About National Policy of Rare Diseases (NPRD):
- The National Policy of Rare Diseases (NPRD) was notified in March 2021.
- Aim:
- To increase focus on indigenous research and local production of medicines.
- To lower the cost of treatment of rare diseases.
- To screen and detect rare diseases early at early stages, which will in turn help in their prevention.
- Categorization: The policy has categorized rare diseases into three groups:
- Group 1: Disorders amenable to one-time curative treatment.
- Group 2: Those requiring long-term or lifelong treatment.

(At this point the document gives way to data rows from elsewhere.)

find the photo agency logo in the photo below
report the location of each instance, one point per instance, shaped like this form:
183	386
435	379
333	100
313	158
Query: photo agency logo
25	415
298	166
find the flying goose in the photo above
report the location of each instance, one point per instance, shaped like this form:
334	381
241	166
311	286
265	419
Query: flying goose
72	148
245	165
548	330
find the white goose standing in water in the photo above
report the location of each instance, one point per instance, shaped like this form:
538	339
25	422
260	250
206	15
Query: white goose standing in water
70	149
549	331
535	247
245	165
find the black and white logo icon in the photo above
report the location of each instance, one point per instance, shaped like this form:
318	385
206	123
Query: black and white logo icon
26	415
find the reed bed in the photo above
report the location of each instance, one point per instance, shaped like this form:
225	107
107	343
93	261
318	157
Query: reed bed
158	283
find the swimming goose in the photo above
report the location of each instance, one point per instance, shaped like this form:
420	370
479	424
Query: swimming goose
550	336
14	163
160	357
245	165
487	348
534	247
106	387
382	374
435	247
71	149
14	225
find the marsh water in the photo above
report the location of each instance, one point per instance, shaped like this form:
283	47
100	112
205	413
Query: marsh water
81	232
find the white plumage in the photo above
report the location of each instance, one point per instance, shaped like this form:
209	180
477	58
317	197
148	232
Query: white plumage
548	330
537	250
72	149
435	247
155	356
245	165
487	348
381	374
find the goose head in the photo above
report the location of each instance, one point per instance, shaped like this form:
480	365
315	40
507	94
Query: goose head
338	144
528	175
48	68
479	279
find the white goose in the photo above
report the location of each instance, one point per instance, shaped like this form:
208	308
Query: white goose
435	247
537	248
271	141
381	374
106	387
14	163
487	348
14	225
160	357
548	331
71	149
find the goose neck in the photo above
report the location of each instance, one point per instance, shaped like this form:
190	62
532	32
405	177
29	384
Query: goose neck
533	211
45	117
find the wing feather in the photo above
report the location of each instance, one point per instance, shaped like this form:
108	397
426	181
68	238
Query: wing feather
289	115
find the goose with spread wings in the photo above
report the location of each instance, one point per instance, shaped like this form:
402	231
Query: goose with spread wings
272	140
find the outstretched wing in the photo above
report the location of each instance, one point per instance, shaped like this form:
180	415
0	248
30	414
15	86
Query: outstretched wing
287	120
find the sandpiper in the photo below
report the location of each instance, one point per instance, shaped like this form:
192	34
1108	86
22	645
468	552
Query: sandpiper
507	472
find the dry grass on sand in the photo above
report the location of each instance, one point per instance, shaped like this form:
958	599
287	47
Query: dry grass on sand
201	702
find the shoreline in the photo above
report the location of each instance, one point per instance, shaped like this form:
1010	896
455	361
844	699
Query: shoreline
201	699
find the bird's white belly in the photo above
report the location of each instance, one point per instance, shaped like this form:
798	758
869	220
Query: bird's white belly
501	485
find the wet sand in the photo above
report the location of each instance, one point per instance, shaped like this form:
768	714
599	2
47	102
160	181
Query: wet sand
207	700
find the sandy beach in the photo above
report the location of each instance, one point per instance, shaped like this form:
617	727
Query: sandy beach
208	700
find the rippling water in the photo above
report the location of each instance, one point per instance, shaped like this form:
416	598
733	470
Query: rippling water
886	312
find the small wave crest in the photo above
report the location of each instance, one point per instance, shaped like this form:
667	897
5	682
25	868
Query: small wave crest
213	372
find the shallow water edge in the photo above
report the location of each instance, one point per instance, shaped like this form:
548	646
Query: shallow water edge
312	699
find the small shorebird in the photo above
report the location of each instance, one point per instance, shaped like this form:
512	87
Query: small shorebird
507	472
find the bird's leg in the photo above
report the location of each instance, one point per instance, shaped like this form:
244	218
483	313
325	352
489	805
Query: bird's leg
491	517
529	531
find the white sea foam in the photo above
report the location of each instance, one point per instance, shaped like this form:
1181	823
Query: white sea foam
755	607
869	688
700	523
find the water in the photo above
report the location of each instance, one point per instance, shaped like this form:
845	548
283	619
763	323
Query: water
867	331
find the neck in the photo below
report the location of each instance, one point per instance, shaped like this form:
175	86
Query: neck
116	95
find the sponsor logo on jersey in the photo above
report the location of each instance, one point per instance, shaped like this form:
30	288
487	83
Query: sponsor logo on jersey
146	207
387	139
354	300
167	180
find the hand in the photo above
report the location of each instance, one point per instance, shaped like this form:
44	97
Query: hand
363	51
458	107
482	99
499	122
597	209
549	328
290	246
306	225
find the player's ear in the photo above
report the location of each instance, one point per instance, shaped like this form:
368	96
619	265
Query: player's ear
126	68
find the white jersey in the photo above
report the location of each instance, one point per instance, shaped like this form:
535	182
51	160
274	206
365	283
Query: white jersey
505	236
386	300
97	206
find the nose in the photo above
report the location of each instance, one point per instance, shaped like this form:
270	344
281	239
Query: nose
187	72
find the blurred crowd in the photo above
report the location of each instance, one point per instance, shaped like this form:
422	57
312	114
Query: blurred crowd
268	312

- Group 3: Diseases for which definitive treatment is available but challenges are to make an optimal patient selection for benefit, very high cost, and lifelong therapy.
- Financial Support:
- Provision for financial support of up to Rs.50 lakhs to the patients suffering from any category of Rare Diseases and for treatment in any of the Centre of Excellence (CoE) mentioned in NPRD-2021, outside the Umbrella Scheme of RashtriyaArogaya Nidhi.
Rashtriya Arogya Nidhi
- The Scheme provides financial assistance to patients, living below the poverty line (BPL) and who are suffering from major life-threatening diseases, to receive medical treatment at any of the super speciality Government hospitals/institutes.